The Bafta games awards showed me again that honouring art over commerce is a win for all | Games

April 23, 2026

What You 100% Absolutely Need to Know Before Even Thinking About Investing in the SpaceX IPO

April 23, 2026

How Small Businesses Can Build a Reliable Team Without Increasing Headcount?

April 23, 2026

How Figma Scaled PLG to Enterprise Sales

April 23, 2026

Subscribe to Updates

Get the latest sports news from SportsSite about soccer, football and tennis.

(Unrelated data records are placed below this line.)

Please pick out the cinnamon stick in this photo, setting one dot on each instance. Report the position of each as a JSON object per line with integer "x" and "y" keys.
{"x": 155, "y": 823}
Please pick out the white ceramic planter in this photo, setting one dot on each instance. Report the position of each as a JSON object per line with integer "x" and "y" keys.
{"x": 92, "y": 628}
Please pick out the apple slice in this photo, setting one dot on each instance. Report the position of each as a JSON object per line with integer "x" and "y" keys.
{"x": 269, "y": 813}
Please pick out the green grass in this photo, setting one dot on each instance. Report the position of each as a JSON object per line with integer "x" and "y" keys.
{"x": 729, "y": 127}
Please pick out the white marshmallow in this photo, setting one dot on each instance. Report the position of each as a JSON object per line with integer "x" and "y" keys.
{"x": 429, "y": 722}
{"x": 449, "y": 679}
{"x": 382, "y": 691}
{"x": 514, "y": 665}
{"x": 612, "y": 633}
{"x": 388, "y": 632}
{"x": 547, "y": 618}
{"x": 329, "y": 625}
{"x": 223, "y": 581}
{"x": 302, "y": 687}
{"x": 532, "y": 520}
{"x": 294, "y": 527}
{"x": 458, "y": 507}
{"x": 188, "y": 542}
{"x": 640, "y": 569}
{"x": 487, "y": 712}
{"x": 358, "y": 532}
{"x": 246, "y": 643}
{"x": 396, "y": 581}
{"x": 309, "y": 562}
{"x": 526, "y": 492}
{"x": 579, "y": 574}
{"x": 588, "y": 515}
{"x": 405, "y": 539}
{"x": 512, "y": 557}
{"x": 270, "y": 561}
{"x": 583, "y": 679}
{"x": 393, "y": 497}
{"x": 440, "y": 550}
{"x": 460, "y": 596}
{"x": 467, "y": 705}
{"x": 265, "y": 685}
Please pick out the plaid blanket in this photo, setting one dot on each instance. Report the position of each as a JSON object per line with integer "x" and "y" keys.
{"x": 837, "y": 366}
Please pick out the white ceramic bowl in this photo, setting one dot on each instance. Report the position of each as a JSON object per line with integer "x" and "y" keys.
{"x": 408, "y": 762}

Business, Finance and Market Growth News Site

Important Pages
  • Advertise with us
  • Submit Articles
  • About us
  • Contact us
Recent Posts
  • TrustCo Bank Q1 2026 Earnings Deep Dive: Key Takeaways
  • Walmart+ Student: Helping Students Save Time and Money
  • The Bafta games awards showed me again that honouring art over commerce is a win for all | Games
© 2026 BusinessCircle.co
  • Privacy Policy
  • Terms and Conditions
  • Cookie Privacy Policy
  • Disclaimer
  • DMCA

Type above and press Enter to search. Press Esc to cancel.